Several “alien abductees” were featured. Almost all of these can be explained without resorting to ET abductions: Susan Clancy and others showed that sleep paralysis is a better explanation. Sleep paralysis is the condition that occurs just before dropping off to sleep or just before fully awakening from sleep. The victim typically awakes from a period of REM sleep with the body still paralyzed and incapable of movement (a feature of REM sleep that prevents us from acting out our dreams, running around in our sleep, and so on). The person can be very scared by this, and often feels there is some sort of presence in the room. Of course, this is real to those who experience them, although they are actually the product of fantasy or imagination. It was also stated that sleep paralysis is probably responsible for stories of succubi, incubi and other demons throughout the ages. These same experiences today are viewed through the filter of popular culture and stories of aliens, and so these days are reported as alien abductions.

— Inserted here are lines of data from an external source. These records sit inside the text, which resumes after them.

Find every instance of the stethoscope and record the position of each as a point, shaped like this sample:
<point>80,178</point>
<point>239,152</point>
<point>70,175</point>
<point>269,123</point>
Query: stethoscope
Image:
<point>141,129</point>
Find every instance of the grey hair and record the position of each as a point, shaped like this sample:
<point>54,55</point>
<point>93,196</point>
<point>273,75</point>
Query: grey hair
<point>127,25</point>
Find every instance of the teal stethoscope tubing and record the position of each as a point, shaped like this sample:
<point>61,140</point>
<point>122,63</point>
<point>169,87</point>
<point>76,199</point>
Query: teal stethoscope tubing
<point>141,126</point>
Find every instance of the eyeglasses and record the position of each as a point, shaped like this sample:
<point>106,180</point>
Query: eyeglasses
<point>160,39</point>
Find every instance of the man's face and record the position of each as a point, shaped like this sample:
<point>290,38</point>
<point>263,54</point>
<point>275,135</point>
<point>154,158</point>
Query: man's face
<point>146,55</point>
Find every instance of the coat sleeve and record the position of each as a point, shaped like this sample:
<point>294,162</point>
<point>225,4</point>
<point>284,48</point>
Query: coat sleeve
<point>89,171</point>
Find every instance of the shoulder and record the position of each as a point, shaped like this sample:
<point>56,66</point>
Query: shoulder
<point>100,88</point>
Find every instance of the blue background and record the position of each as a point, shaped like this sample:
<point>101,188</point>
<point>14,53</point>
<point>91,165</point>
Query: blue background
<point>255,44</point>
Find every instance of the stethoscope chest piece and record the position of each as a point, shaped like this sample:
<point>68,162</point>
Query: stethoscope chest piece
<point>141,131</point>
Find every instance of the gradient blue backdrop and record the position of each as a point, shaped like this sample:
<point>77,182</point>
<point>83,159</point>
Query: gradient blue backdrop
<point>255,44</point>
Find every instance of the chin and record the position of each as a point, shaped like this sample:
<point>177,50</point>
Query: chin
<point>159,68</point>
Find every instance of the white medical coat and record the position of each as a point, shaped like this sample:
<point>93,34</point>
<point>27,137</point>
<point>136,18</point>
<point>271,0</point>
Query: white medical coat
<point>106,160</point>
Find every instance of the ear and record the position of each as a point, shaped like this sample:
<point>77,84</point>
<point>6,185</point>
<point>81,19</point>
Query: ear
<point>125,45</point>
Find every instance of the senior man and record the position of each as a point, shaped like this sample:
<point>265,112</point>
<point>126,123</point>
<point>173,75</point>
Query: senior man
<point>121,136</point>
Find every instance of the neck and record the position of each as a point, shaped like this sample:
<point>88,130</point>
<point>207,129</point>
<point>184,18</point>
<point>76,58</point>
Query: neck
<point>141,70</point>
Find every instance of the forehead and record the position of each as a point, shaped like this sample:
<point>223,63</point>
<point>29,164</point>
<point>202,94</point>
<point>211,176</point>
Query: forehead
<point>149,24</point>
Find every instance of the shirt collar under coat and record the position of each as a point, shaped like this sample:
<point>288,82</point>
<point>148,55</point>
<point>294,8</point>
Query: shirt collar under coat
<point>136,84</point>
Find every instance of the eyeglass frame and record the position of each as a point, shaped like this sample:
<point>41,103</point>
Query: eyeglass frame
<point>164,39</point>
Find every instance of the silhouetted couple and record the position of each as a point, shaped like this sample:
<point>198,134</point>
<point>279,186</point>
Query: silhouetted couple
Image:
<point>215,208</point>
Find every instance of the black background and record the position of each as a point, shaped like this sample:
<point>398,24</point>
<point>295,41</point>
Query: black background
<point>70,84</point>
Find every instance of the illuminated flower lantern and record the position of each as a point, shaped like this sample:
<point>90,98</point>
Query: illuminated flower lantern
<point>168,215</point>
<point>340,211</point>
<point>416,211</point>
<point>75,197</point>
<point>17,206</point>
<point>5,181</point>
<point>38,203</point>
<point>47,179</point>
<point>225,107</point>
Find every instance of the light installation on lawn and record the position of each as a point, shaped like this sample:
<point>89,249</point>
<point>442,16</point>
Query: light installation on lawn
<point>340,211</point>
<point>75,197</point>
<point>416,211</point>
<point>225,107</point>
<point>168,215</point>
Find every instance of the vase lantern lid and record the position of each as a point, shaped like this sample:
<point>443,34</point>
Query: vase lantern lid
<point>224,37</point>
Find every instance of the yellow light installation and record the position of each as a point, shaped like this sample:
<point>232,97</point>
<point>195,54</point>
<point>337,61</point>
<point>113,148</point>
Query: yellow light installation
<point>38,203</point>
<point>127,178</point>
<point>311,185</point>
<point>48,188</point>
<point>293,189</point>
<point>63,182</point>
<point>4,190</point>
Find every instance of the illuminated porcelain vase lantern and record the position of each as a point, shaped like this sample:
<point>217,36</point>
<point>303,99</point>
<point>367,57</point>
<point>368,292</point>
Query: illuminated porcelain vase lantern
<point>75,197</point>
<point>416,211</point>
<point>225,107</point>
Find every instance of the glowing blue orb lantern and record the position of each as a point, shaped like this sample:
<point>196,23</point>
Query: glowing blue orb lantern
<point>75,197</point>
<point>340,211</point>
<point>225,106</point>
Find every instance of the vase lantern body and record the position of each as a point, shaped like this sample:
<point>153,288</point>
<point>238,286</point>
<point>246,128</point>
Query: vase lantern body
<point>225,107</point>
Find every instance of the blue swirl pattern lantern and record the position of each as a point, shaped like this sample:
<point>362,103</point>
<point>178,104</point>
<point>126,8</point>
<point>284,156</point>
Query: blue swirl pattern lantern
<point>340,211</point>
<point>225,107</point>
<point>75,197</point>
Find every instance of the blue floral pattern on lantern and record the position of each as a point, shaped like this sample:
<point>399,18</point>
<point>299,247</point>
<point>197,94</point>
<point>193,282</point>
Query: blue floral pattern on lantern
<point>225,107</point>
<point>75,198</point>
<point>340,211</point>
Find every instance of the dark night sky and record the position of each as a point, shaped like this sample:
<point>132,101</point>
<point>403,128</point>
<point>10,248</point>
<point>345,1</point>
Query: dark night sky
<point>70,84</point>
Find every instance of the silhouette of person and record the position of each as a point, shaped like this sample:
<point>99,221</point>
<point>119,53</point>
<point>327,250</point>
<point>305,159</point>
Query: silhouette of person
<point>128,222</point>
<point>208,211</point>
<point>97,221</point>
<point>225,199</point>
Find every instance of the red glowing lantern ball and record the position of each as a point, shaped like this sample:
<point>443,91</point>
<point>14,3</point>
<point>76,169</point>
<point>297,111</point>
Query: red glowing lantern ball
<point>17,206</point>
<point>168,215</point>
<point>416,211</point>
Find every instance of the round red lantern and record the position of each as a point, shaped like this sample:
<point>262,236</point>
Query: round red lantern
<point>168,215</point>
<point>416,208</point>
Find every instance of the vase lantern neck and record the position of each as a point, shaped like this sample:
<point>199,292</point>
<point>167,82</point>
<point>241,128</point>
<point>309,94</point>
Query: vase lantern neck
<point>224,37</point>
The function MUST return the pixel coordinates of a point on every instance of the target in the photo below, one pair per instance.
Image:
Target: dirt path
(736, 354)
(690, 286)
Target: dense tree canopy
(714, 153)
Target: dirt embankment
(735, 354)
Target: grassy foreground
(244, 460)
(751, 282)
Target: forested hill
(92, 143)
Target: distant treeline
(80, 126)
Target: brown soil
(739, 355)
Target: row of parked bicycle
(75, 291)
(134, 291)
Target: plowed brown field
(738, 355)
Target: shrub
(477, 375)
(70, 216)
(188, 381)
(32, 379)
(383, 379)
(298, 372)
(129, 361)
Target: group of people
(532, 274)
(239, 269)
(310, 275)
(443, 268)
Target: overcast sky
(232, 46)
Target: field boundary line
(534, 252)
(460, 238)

It was notable that by my count, five of the six “abductees” described their experience starting “I awoke”, or “I was lying in bed” or “in the middle of the night”, or similar. (The sixth interview was very short – it was not possible to tell if the “abductee” was in bed or not.) One person said the aliens were “three feet eleven inches high”, which seemed a pretty precise estimation, more consistent with imagination than an actual event. Another feature of these “abductions” – remembering the beginning and the end of the experience, but being hazy about the middle – is also entirely consistent with the experience of dreaming.
Unfortunately, these stories are often strengthened by the introduction of hypnosis to supposedly recover lost memories. One person was shown saying that through hypnosis he “realized that (he) was in a spaceship”. It is known that hypnosis if a very unreliable method for recovering what actually happened: the person being hypnotized is highly susceptible to suggestion, and will unconsciously manufacture “memories” to please the hypnotist, especially if these “memories” fit the preconceived belief of alien abduction. The memories “recovered” under hypnosis become even more real than the previous memories, thus strengthening the false belief further. The program did a pretty good job of explaining this, although it is perhaps a pity that Elizabeth Loftus, an acknowledged expert in false memories, was not interviewed.
Still no signal
The comparison was made with the real scientists at SETI, who have been searching for extra-terrestrial signals from distant stars for the last 45 years, without success. Unlike UFO enthusiasts, the scientists are not claiming that they have actually made contact, but when and if they do, they will say exactly where they found it and exactly what to look for. In other words there will be data, and they will actively encourage other scientists and anyone else with the equipment, to check the data for themselves. The difference between real science and UFO pseudoscience could not have been any clearer.
The program concluded by saying that only contact will resolve the mystery. Well, of course. Nearly 60 years since Roswell and not one piece of hard evidence – not one piece of crashed spacecraft, not one piece of unknown material, not one piece of alien technology has been recovered, just blurry photos and lights in the sky. Of course, to the conspiracy theorists that’s just proof of a cover up. (Conspiracy theory: the only type of theory where a lack of evidence is considered to be the strongest evidence for the theory.) But to realists it means we have no reason to suppose we have been visited by aliens.
Of course, not all sightings have been explained and some can never be explained. That always leaves the door open to the possibility that aliens might have visited Earth. All in all, however, I find it hard to see how a genuine open-minded person, interested in the truth, could come away from this program thinking UFOs must be extra-terrestrial.